An Earth-like planet has been found 400 million miles away. It's about the same size and density as our planet, but it's dangerously close to its sun, creating a lava-covered landscape.
David A. Aguilar/Harvard-Smithsonian Center for Astrophysics
Kepler-78b is more like Earth than any of the hundreds of planets scientists have discovered. It shares Earth's size and composition, so why is our planet a green and blue paradise, while Kepler-78b is a lava-covered hellscape incapable of supporting life? Location, location, location.
Earth is 93 million miles from our sun, putting us solidly in the "just right" zone for life – not too hot, not too cold. Kepler-78b is barely 1 million miles from its sun. That's about as close as Comet ISON will get to the sun next month – so close that scientists are still placing bets as to whether the comet will survive or be ripped apart by the sun's gravitational pull.
So how can a planet exist so close to its sun? Scientists are baffled.
"This planet is a complete mystery," says David Latham, an astronomer with the Harvard-Smithsonian Center for Astrophysics (CfA). "We don't know how it formed or how it got to where it is today," if it moved there from some safer distance.
At just 1 million miles out, Kepler-78b has an incredibly tight orbit. It whirls around its star every 8 and a half hours. Earth's orbit around the sun takes about 1,000 times longer (8,742 hours). Kepler-78b is only 20 percent larger than Earth, with 1.8 times the mass (because volume increases with the cube of the radius), which means that its density is almost identical to ours. That suggests that Kepler-78b is made of the same mix of rock and iron as Earth.
The Kepler space telescope has discovered many Earth-size, sun-hugging planets, with orbits of 12 hours or less, though Kepler-78b is the first whose density has been calculated.
"Kepler-78b is the poster child for this new class of planets," says Dr. Latham.
These new planets create serious challenges to existing models of how solar systems form. Most theories say that suns initially burn hotter – and bigger – and then cool and shrink over time. Under those theories, this new class of planets would be inside their swollen stars.
"It couldn't have formed in place because you can't form a planet inside a star. It couldn't have formed further out and migrated inward, because it would have migrated all the way into the star. This planet is an enigma," says CfA astronomer Dimitar Sasselov.

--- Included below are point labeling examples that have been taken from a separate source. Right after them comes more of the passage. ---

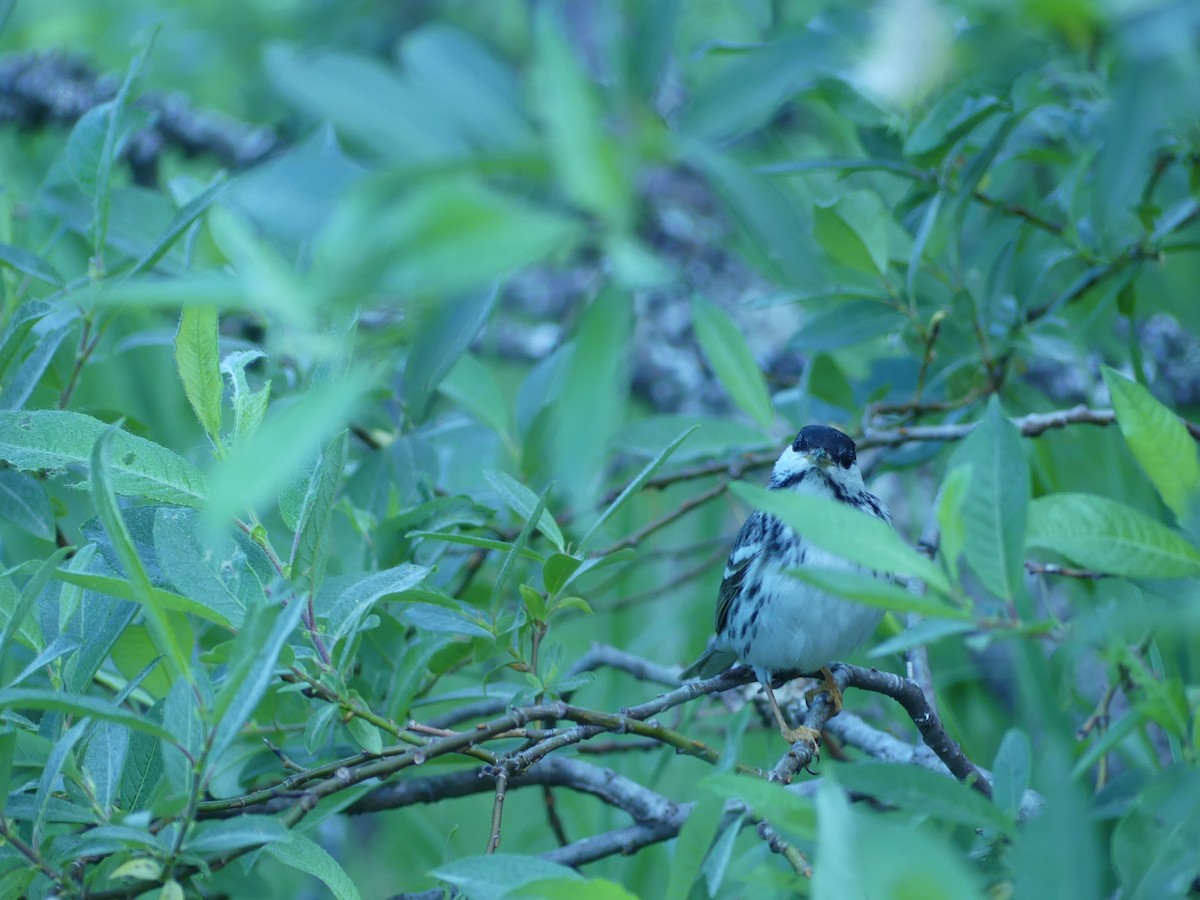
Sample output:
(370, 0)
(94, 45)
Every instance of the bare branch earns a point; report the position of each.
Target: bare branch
(502, 785)
(40, 88)
(910, 696)
(1066, 571)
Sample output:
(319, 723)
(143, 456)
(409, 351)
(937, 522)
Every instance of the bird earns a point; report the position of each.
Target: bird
(773, 622)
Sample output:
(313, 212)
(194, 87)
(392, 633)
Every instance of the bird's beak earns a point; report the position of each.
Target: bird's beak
(819, 457)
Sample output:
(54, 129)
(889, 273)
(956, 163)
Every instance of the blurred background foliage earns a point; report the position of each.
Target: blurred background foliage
(502, 258)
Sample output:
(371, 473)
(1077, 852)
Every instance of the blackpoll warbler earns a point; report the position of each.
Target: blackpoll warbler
(771, 621)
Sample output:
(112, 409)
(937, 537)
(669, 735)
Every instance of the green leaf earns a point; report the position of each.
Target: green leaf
(957, 114)
(586, 157)
(845, 532)
(570, 889)
(747, 93)
(183, 715)
(118, 123)
(768, 801)
(845, 324)
(124, 589)
(95, 619)
(490, 877)
(305, 856)
(310, 547)
(105, 498)
(469, 85)
(429, 617)
(949, 516)
(882, 594)
(24, 503)
(58, 439)
(995, 507)
(226, 573)
(1105, 535)
(636, 485)
(19, 323)
(472, 540)
(1056, 853)
(853, 229)
(436, 239)
(251, 670)
(366, 101)
(1011, 772)
(918, 246)
(774, 216)
(222, 838)
(732, 361)
(441, 341)
(19, 383)
(1153, 845)
(691, 846)
(18, 611)
(557, 570)
(81, 705)
(473, 387)
(862, 855)
(198, 361)
(355, 601)
(103, 761)
(142, 773)
(179, 225)
(58, 759)
(365, 735)
(264, 462)
(522, 501)
(515, 552)
(249, 407)
(927, 792)
(29, 264)
(1161, 444)
(593, 396)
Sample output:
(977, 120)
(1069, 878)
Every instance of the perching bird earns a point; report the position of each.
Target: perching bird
(771, 621)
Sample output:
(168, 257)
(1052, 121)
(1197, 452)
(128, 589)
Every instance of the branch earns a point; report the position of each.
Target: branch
(53, 88)
(1066, 571)
(1029, 425)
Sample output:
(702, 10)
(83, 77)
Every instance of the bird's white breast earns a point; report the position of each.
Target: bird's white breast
(795, 625)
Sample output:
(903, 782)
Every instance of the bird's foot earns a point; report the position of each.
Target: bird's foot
(802, 732)
(828, 685)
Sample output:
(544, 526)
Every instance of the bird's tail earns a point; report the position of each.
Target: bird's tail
(712, 661)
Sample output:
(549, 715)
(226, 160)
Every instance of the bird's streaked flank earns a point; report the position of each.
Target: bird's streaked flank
(771, 621)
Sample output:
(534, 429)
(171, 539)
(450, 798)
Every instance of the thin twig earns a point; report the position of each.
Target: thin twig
(678, 513)
(502, 786)
(1066, 571)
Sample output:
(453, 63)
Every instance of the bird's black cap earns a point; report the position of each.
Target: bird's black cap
(821, 437)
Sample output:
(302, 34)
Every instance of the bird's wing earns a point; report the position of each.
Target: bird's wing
(747, 549)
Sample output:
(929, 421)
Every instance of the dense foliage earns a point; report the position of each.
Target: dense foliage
(307, 573)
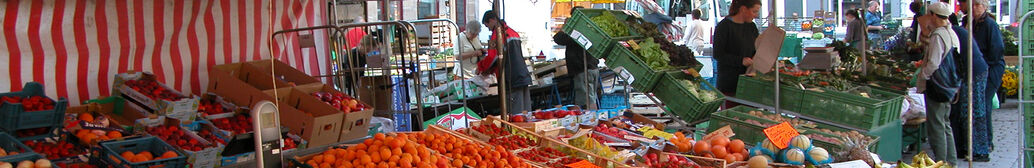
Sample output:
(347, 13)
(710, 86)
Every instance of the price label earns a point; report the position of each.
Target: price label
(781, 134)
(582, 164)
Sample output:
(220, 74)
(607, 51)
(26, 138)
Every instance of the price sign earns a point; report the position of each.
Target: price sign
(582, 164)
(781, 134)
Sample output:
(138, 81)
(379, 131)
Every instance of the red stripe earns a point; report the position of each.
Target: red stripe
(59, 49)
(226, 49)
(120, 7)
(257, 26)
(243, 31)
(79, 27)
(138, 10)
(174, 49)
(210, 29)
(34, 44)
(313, 58)
(105, 49)
(194, 52)
(297, 9)
(159, 35)
(10, 19)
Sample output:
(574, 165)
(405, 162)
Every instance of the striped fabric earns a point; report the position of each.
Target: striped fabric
(75, 47)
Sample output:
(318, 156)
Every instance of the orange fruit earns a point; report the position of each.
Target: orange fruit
(701, 147)
(720, 141)
(735, 145)
(86, 117)
(719, 151)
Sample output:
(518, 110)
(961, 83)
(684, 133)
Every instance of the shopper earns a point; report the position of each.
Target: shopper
(874, 20)
(960, 109)
(582, 66)
(734, 48)
(987, 35)
(469, 51)
(518, 79)
(855, 29)
(939, 87)
(698, 31)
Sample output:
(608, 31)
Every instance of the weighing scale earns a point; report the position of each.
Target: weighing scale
(268, 140)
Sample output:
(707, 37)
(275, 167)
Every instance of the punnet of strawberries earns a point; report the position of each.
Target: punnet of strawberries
(34, 103)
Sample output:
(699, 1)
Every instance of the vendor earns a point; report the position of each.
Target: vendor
(518, 79)
(582, 66)
(734, 44)
(469, 51)
(855, 29)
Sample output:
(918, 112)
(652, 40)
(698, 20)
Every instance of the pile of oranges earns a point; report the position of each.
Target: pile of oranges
(466, 152)
(722, 147)
(381, 151)
(146, 156)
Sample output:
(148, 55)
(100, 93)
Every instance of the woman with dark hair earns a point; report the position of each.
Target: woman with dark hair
(734, 47)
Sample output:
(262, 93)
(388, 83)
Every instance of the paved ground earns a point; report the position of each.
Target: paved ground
(1008, 135)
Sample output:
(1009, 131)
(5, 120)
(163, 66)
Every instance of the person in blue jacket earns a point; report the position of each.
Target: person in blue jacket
(960, 109)
(987, 35)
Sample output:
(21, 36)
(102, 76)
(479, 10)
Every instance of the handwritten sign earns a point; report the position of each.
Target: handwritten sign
(781, 134)
(582, 164)
(722, 132)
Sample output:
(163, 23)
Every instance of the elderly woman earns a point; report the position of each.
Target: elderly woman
(940, 40)
(469, 51)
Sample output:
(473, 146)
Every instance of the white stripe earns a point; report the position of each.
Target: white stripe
(203, 36)
(234, 35)
(148, 33)
(73, 80)
(49, 53)
(217, 12)
(116, 47)
(91, 43)
(185, 55)
(21, 28)
(166, 45)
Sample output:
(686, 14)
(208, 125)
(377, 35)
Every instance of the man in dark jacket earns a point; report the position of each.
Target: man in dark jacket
(518, 79)
(581, 66)
(989, 37)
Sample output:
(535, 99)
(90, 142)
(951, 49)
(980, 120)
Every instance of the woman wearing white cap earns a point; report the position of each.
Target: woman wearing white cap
(940, 40)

It's also doomed, say the astronomers. Gravity will tug it ever closer to its sun, until it gets so close that the star's gravity will rip the world apart. They estimate that this will happen within three billion years.

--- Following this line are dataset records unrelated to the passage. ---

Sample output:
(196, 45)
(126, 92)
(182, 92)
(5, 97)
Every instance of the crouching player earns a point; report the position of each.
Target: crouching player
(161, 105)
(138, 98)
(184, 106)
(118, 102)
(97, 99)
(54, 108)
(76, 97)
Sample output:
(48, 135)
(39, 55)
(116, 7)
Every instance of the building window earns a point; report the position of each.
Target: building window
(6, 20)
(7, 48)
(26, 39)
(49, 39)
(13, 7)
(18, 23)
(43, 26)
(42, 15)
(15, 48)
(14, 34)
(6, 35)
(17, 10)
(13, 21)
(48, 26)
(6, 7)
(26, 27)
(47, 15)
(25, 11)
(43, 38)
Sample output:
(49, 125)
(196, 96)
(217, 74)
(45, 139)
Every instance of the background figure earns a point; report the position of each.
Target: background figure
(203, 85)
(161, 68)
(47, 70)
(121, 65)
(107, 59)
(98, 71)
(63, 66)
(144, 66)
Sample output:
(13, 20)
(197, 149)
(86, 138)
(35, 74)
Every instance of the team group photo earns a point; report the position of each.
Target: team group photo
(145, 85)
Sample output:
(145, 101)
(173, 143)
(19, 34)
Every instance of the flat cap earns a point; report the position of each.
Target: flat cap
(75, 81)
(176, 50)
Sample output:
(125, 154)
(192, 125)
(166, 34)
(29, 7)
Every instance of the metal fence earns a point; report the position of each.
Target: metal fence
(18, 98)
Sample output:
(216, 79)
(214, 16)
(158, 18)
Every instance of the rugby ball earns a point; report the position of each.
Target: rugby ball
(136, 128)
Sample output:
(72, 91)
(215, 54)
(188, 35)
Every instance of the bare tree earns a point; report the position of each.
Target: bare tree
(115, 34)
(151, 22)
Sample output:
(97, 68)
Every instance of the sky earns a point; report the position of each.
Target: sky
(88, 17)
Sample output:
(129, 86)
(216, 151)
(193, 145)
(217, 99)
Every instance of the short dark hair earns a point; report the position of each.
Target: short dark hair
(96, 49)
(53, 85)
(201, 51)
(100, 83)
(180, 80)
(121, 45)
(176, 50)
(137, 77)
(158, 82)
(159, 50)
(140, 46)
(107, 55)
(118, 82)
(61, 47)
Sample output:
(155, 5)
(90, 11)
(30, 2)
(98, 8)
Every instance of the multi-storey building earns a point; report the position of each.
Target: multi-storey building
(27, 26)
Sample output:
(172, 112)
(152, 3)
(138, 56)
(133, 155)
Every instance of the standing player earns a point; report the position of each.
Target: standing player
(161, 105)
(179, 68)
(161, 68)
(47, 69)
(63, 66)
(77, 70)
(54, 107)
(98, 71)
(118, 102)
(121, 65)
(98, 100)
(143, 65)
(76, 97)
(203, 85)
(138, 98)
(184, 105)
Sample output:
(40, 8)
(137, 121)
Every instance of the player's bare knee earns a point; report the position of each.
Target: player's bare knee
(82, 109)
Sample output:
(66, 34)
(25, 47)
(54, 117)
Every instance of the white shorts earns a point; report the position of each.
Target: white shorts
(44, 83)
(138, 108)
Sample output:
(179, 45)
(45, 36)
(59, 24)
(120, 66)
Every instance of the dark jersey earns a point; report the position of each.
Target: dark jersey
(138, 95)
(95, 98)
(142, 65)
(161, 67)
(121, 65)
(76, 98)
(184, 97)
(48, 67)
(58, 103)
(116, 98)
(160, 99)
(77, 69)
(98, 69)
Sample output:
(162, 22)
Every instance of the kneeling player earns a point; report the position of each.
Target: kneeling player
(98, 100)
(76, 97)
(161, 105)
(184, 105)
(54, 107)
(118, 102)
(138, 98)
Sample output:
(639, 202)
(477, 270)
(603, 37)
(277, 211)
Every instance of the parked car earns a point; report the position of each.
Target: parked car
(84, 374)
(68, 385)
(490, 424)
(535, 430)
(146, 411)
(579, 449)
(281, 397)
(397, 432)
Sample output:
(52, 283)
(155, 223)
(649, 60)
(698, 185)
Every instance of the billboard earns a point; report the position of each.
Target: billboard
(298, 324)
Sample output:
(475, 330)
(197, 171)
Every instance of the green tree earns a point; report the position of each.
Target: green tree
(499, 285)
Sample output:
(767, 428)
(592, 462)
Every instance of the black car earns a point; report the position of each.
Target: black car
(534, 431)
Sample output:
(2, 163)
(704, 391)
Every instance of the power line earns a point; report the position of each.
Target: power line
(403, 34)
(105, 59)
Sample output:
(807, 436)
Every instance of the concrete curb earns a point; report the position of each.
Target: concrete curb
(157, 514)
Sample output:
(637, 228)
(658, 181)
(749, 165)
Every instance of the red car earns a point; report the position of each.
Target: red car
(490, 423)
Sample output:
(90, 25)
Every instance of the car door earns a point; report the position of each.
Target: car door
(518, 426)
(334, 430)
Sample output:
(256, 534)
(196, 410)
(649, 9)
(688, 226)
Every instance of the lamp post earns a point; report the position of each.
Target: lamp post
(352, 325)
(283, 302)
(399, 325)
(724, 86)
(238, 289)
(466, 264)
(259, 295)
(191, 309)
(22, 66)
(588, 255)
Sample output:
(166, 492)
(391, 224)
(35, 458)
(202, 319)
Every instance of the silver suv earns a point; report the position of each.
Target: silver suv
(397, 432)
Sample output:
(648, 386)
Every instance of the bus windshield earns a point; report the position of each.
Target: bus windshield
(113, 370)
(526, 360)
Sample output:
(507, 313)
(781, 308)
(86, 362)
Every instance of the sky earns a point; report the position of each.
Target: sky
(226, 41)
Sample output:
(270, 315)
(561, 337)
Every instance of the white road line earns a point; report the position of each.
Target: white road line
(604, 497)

"Kepler-78b is going to end up in the star very soon, astronomically speaking," says Dr. Sasselov.
In the fairy tale, Goldilocks bypassed beds and chairs that were too hard or too soft, or porridge that was too hot or too cold, always looking for "just right" conditions. Evolution faces the same problem, since most lifeforms need liquid water to evolve.
If a planet is too far away from its sun, it gets too cold, and water freezes. If it's too close, the water boils off. That "just right" distance – not too far, not too close, not too hot, not too cold – is what scientists call the circumstellar habitable zone (CHZ).
Scientists debate whether Venus or Mars are or could ever have been within our sun's CHZ. If our sun used to be bigger and hotter, then the CHZ would have reached further out, perhaps embracing Mars. Some argue that Venus is still within the habitable zone, and that if its atmosphere were thinner and less poisonous, Venus might be hospitable to life.
But there's no question that a planet a scant million miles from a big, hot star couldn't possibly harbor life (or at least, anything we would recognize as life). In fact, scientists estimate that temperatures on Kepler-78b's surface could exceed 5,000 degrees Fahrenheit.
The only way such a small orbit could be within the habitable zone is if the star it orbits is very, very cold. Scientists are on the lookout for sun-hugging planets orbiting brown dwarfs, mini-stars that are too small to ignite fusion reactions.
So despite Kepler-78b having the right size and density to be Earth's twin, its location plays the trump card. Like Goldilocks's first bowl of porridge, Kepler-78b is too hot – much, much too hot.